Selon RFI, près de 50 % des Italiens devraient passer leurs vacances d’été 2026 en Italie, une première depuis des années. Cette tendance, révélée par une enquête de l’institut Piepoli, s’explique principalement par la dégradation du pouvoir d’achat des ménages, directement liée aux conséquences de la guerre au Moyen-Orient sur les prix de l’énergie.
Ce qu'il faut retenir
- Plus de 80 % des Italiens ont réfléchi à l’impact de la crise énergétique sur leurs projets de vacances.
- La guerre au Moyen-Orient a provoqué une hausse des coûts de l’énergie en Italie, poussant les ménages à privilégier les destinations nationales.
- Depuis le référendum de 1987, l’Italie a renoncé au nucléaire civil et dépend à plus de 90 % des importations de gaz et de pétrole.
- Le gouvernement italien actuel maintient une politique plutôt hostile aux énergies renouvelables, aggravant la dépendance énergétique du pays.
Une enquête qui reflète les craintes des ménages
L’enquête menée par l’institut Piepoli, rendue publique ce mois-ci, montre que les Italiens sont 80 % à avoir pesé le pour et le contre avant de finaliser leurs projets de vacances. Le critère principal ? Le budget disponible. La hausse des prix de l’énergie, elle-même liée aux tensions géopolitiques au Moyen-Orient, a rendu les voyages à l’étranger trop onéreux pour une majorité de foyers.
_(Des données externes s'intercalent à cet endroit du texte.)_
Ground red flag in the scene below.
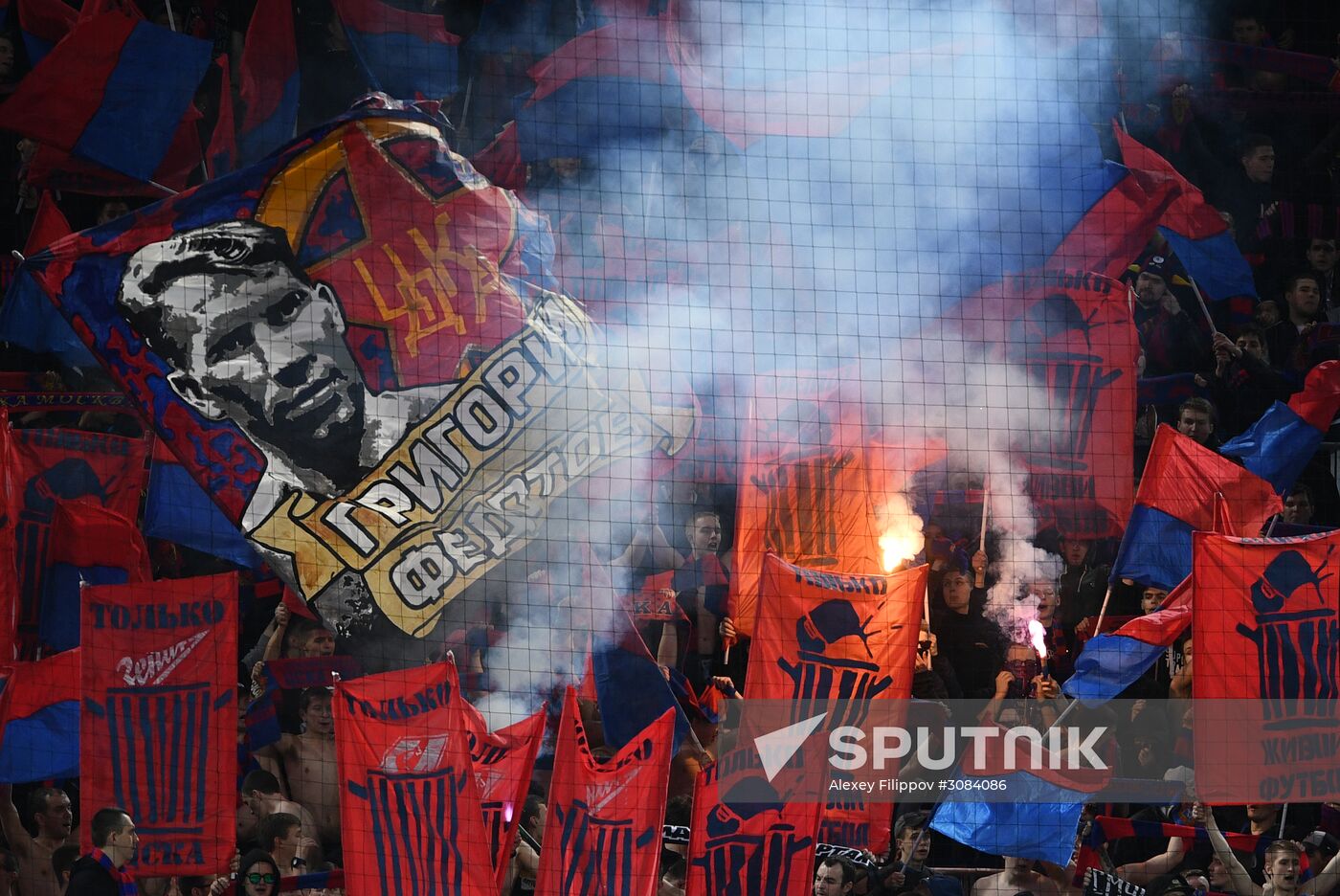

Autant dire que pour beaucoup, l’alternative se résume à rester dans leur pays. Certains n’excluent pas de renoncer totalement aux vacances, tandis que d’autres acceptent de faire des compromis, comme réduire la durée du séjour ou opter pour des destinations moins éloignées.
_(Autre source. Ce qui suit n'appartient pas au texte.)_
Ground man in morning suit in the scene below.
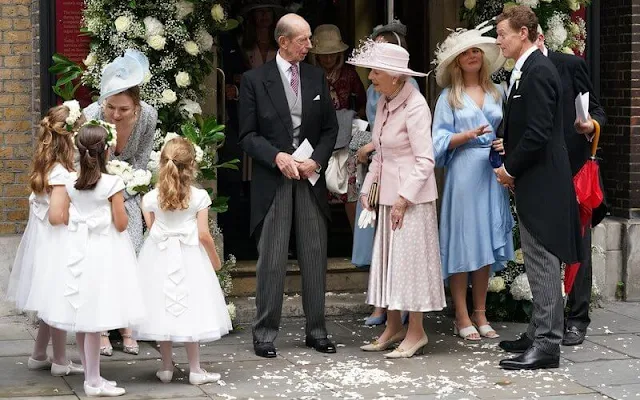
[536,27,607,346]
[495,6,581,369]
[239,14,338,358]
Une dépendance énergétique historique
Depuis le référendum de 1987, qui a conduit à l’abandon du nucléaire civil, l’Italie a toujours été fortement dépendante des importations d’énergies fossiles. Avec un mix énergétique encore largement dominé par le gaz et le pétrole, le pays est particulièrement vulnérable aux fluctuations des prix sur les marchés internationaux.
Cette dépendance a été soulignée à plusieurs reprises par des experts et des responsables politiques, mais les avancées en matière d’énergies renouvelables restent limitées. Le gouvernement en place, qui affiche une posture plutôt réticente face à la transition énergétique, n’a pas modifié cette trajectoire. Résultat : les ménages italiens paient le prix fort, littéralement, avec des factures d’énergie qui grimpent en flèche.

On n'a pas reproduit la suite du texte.